I grew up differently from everyone else I knew, my parents divorced when I was 4, and my brother and I lived with married relatives, (grandparents for a very short amount of time) for the next 5ish years until our father finally got temporary custody of us, and 2 years later permanant; 9 schools in 5 states; a lot of new people, frequently. It was the 70's, then the 80's, nobody knew about privilege and if they did it certainly wasn't acknowledged or talked about.
We were poor, maybe. Our power or phone was off at least once a year, we may have not had heating oil all of the time, we didn't have a television and therefore no need for cable. Vehicles were often broken down, and we were evicted 3 times at least. But my brother and I (and later a younger brother too) graduated from a private school, we read a lot of books, we went to orchestra and symphony performances, we listened to the opera on Saturday afternoon on public radio, went fishing, camping, and were shown an excellent work ethic, not financial savvy, but what we took away was what not to do, and that in itself is a pretty good lesson.
But all of that being said, we had privilege. We were white, in fairly wealthy communities. My father made friends easily, and these friends took us children into their homes, gave us birthday parties, bought us school clothes, and made sure our cupboard wasn't empty. My father remarried a younger woman, who worked hard and long hours, she made clothing for her and I, learned to cook and brought other cultural opportunities into our lives, including more musical genres. When I earned my drivers license, the first week of my senior year of high school, my parents had a car for me to use to be able to get to school and work, a car I didn't have to spend any more than maintenance and gas for the next 11 months. This is all privilege.
Being a female becoming an adult in the age of equal rights and affirmative action, especially in blue and green states, what a time of immense privilege. What I would like to say is that all of this privilege I appreciated, but no, I didn't even know to acknowledge this until many years later. In my 40's I got not 1, but 2 commercial loans for investment properties in my name only and even with having to prove myself a little more than a man may have had to, I finally became aware of the privilege I had been allotted, for my entire life.
So all of this brings me to Chevrolet. This company has an amazing advertising firm. They make tearjerking memorable end of the year commercials.
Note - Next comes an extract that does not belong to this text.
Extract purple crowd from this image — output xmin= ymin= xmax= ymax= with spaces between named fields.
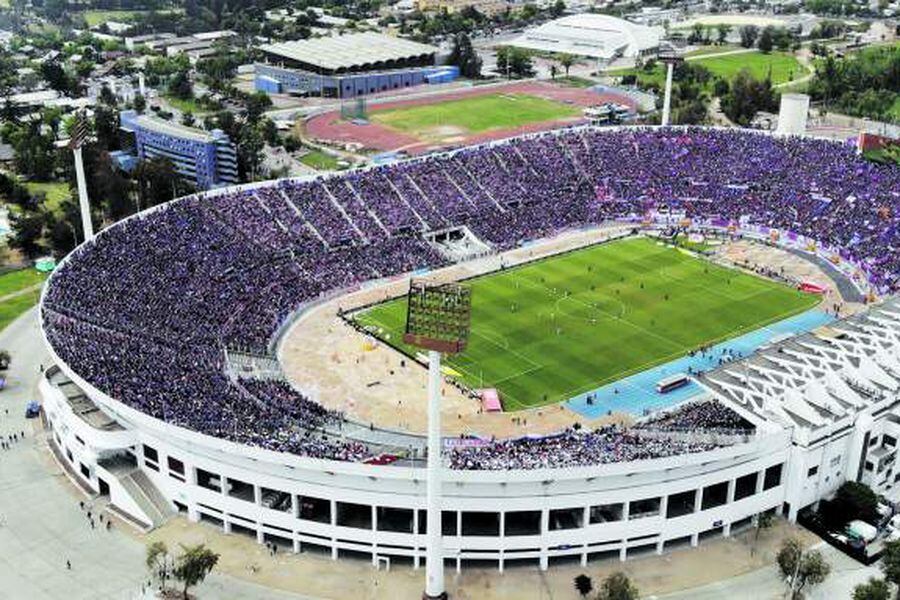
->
xmin=43 ymin=128 xmax=900 ymax=468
In 2022 the holiday ad featured a family that lived somewhere that looked like Detroit or Chicago, I apologize as neither of these cities I have been to for any length of time, but this is where it appeared to be in the commercial to me. This family had the same one Chevrolet for their entire lifetime, through love, and some tragic losses. An older woman is in the Chevrolet and it won't start in the parking lot of a grocery store. Short version, a kind male neighbor fixes the car and brings it and all of the memories back to her.
The 2023 ad starts with a lovely house full of family and an elderly woman in a wingback chair alone, her granddaughter talks to her and they go out to a garage where a pristine Chevrolet pickup is under a tarp, she starts it and drives around town taking her grandmother down memory lane and prompting her to remember where she was and what activity was going on at home. During the drive all of the newer vehicles were around the town.
At first glance these are seemingly just heartfelt ads, but maybe there is more behind these. You see, all of the people in the first commercial, the woman that had the same car for 40-50 year, the neighbor and everyone else is black, and the large bustling multi generational family that had multiple vehicles, including a 50+ year old truck in a garage are white, this is what I observed and it started to bother me, and then I got a little angry. Why does it bother me so much? Because of the privilege exhibited in the 2023 ad campaign, and that privilege to Chevrolet seems to be only for white people in the suburbs.
So now its been a few weeks and my anger is now just simmering frustration. Frustration that more than one major corporation in this country can still be so blatantly racist, perhaps, because the 3 elderly women in the also tearjerking Amazon "sled" commercial are all white too. Only white people have the ability to order off the internet extra things for joy alone? And if I have only observed two obvious (to me) incidents how many more are out there? Flaunting privilege and giving putting people in categories of who can and who can't have the same opportunities or privilege.
So now that I have put this out there, what are your thoughts?